Inflation fears dominate as Treasury bonds traders enter holiday-shortened week

Source Cryptopolitan

Bond traders across the US are walking into a holiday-shortened trading week already cornered by inflation anxiety, as fresh economic data threatens to stretch yields even further.

According to Bloomberg, the pressure is mounting right after President Donald Trump pushed his tax-heavy legislative package through the House last week, causing long-term Treasury yields to spike.

But any sense of stability vanished on Friday when Trump posted that he’d impose a 50% tariff on imports from the European Union starting June 1, sending yields down again and exposing just how fragile the market still is.

The impact was immediate. The 30-year Treasury yield fell 3 basis points to 5.031%, the 10-year dropped by 4 basis points to 4.509%, and the 2-year edged slightly lower to 3.993%.

In the bond market, that’s movement that traders don’t ignore—especially not when it’s caused by social media posts from the Oval Office. Trump’s explanation was: “The European Union has been very difficult to deal with,” he wrote on Truth Social, before adding that the trade negotiations were “going nowhere.”

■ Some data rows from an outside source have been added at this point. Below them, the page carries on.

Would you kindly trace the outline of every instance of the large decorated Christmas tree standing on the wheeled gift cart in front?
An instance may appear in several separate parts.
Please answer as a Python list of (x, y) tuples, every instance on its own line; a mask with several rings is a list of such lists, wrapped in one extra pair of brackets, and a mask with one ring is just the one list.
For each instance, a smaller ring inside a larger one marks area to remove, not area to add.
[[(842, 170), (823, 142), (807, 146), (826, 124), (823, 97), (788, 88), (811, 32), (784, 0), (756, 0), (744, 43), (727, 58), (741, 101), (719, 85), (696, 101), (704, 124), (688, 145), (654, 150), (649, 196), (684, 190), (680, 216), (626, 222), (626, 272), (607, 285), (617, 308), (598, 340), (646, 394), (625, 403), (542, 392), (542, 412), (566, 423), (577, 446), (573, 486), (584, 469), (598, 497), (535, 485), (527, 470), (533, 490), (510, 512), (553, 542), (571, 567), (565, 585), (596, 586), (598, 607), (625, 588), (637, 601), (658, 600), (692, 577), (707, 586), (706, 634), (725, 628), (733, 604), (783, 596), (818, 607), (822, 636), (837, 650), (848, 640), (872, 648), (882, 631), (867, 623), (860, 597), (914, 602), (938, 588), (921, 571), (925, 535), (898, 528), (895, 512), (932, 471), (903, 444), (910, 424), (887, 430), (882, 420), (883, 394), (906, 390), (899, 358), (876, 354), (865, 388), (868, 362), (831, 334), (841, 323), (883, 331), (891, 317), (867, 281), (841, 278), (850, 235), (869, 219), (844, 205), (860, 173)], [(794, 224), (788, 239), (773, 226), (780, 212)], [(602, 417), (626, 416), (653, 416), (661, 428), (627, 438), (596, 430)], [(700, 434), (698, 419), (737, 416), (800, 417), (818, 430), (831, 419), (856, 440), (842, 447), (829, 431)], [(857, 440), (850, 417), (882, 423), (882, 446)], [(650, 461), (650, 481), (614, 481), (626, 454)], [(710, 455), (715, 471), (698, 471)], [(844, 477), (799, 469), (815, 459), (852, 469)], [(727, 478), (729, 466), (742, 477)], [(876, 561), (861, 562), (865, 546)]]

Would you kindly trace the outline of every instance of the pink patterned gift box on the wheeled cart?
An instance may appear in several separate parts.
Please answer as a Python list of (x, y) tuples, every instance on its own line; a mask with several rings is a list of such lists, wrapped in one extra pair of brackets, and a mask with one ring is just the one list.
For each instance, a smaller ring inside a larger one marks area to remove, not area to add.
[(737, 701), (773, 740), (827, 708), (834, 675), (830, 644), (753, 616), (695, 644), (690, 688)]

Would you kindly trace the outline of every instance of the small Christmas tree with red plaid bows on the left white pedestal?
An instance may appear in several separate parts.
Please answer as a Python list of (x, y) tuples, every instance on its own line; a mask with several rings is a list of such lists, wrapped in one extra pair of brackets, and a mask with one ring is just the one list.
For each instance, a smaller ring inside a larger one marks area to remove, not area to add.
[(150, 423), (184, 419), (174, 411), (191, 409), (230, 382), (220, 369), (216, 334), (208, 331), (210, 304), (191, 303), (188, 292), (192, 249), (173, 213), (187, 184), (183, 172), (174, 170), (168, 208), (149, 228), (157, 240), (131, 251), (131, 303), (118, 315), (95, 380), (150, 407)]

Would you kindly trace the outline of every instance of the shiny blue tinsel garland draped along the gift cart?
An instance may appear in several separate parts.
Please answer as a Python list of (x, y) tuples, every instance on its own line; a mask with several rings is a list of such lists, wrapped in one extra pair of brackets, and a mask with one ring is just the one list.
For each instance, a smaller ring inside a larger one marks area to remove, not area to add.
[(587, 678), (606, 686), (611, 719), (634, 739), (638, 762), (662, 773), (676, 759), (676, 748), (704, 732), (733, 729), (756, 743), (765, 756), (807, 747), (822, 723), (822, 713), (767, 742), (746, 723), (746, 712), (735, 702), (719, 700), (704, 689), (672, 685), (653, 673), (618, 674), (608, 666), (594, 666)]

Trump’s tariffs rattle markets as Apple dragged in

Things got messier when Trump tossed Apple into the mix, posting that the company would be required to pay a 25% tariff on iPhones manufactured outside the US The stock tumbled, and once again, bond traders ran for safety. Treasury prices climbed as a result, pulling yields lower for the second time in a week that had already seen record-breaking movement.

Peter Boockvar, the chief investment officer at Bleakley Financial Group, weighed in on the administration’s heavy-handed economic tactics, writing, “Capitalism works best when it is left alone as businesses and consumers are left free to trade goods and services at prices agreed upon by both sides… Unfortunately we keep straying from that basic economic concept with a muscled top-down approach.”

By Tuesday of the previous week, bond markets were already on edge after Moody’s downgraded the US credit outlook, citing swelling deficits and the rising cost of servicing debt. That decision sent the 30-year yield past 5.1%, a level not seen since 2023, and pushed the 10-year over 4.5%. 

But the late-week drop—sparked by Trump’s tariff announcements—highlighted how fast the market is responding to political risk instead of economic fundamentals.

Economic calendar packed as inflation data looms

Markets are closed Monday for Memorial Day, but that’s where the calm ends. Beginning Tuesday, traders will have to process a string of high-impact reports, including new data on durable goods, capital goods, housing prices, and consumer confidence.

The Federal Reserve’s preferred inflation gauge—core PCE—is due Friday, along with the University of Michigan’s consumer sentiment survey, which has already shown inflation expectations hitting levels not seen in decades.

Kathryn Kaminski, chief strategist at AlphaSimplex Group, summed it up: “Fixed income has been really difficult to trend this year as it’s been very back and forth with yields. We need more clarity on many things, including on inflation.”

Fed officials will also be all over the calendar. Neel Kashkari from Minneapolis and John Williams from New York are speaking Tuesday. On Wednesday, Tom Barkin (Richmond), Austan Goolsbee (Chicago), Mary Daly (San Francisco), Lorie Logan (Dallas), and Adriana Kugler from the Fed Board will all make public remarks. Goolsbee returns on Thursday.

Also on the radar are bond auctions. Tuesday will see auctions for 6-, 13-, and 26-week bills, and two-year notes. On Wednesday, the Treasury will offer 17-week bills, floating-rate notes, and five-year notes. Thursday wraps with 4- and 8-week bills and seven-year notes.

Traders have little breathing room. With Trump back in the White House, tariffs back on the table, and inflation data waiting at the end of the week, the Treasury market is once again running hot. Everyone in the game is watching for numbers, watching for posts, and trying to price in what’s coming next.